What I Talk About When I Talk About Running by Haruki Murakami


 I have read a lot of Haruki Murakami’s novels, but never his non-fiction. His writing style is thoughtful and accessible. His love for running seems very authentic. He talks about his running making him a better writer. This touched on something I have been thinking about recently: I have started doing Pilates every day and feel much better for it. Writers so often have to be in their heads all day; perhaps this is why many writers turn to drink or become depressed. I know I struggled with this writing my dissertation: it’s difficult being by yourself all day, thinking. It is, as Murakami suggests, perhaps not the natural state for people. He talks about his running making him a better writer, it is one of the main reasons why he runs, I thought this was interesting.

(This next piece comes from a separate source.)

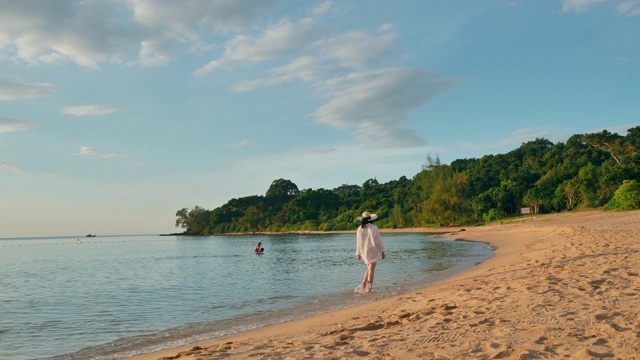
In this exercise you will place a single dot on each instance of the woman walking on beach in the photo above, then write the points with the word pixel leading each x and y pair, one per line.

Murakami is very honest about his thoughts before some of his races. He talks about how insecure he felt just before one particular race. I thought it was bizarre that such a famous and respected author would think that he hasn’t done anything worthwhile with his life, even if that was just a fleeting thought because he was nervous about the upcoming race. I suppose everybody feels like that sometimes, but most people daren’t admit it.

I like how this was a meandering book. Murakami writes a few short essays on writing over the course of a year or so. He talks about how he feels before the New York marathon, and this is what these short essays read like: talks. He talks about how he feels before a triathlon and his training for it, he talks about why he feels his times are worse than they used to be. It’s a very honest yet relaxed book. Though I did cringe when he related the times that his leg muscles would cramp up, especially during a ultramarathon that he ran which was 62 miles long! Yet this resulted in a kind of ‘runner’s blues’, which is apparently ‘just like when you lose the initial crazy feeling when you fall in love.’ In this book he tries to get that crazy feeling back, he tries to overcome his slump.

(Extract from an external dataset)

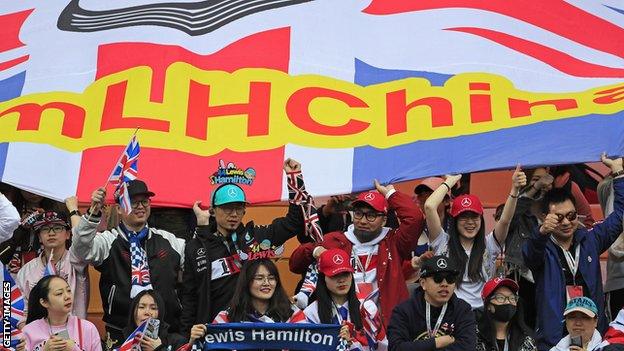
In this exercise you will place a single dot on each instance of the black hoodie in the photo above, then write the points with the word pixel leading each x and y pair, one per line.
pixel 408 329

This is a autobiography of sorts too; it’s a book that doesn’t really fit one genre. Murakami says that he sees this book as ‘a kind of memoir.’ It’s about running, it’s about his life, it’s about his writing and it’s a short collection of essays and thoughts. For somebody known for being notoriously private it’s a candid account of his life and loves; many authors in the public eye wouldn’t dream of writing their insecurities down. He pinpoints the exact afternoon that he decided he wanted to be a novelist. Murakami never follows the herd – he is as individual and original in his non-fiction writing as he is in his fiction writing. He discusses how much of an author’s ‘real voice’ should be revealed in writing like this, but I thoroughly enjoyed hearing it.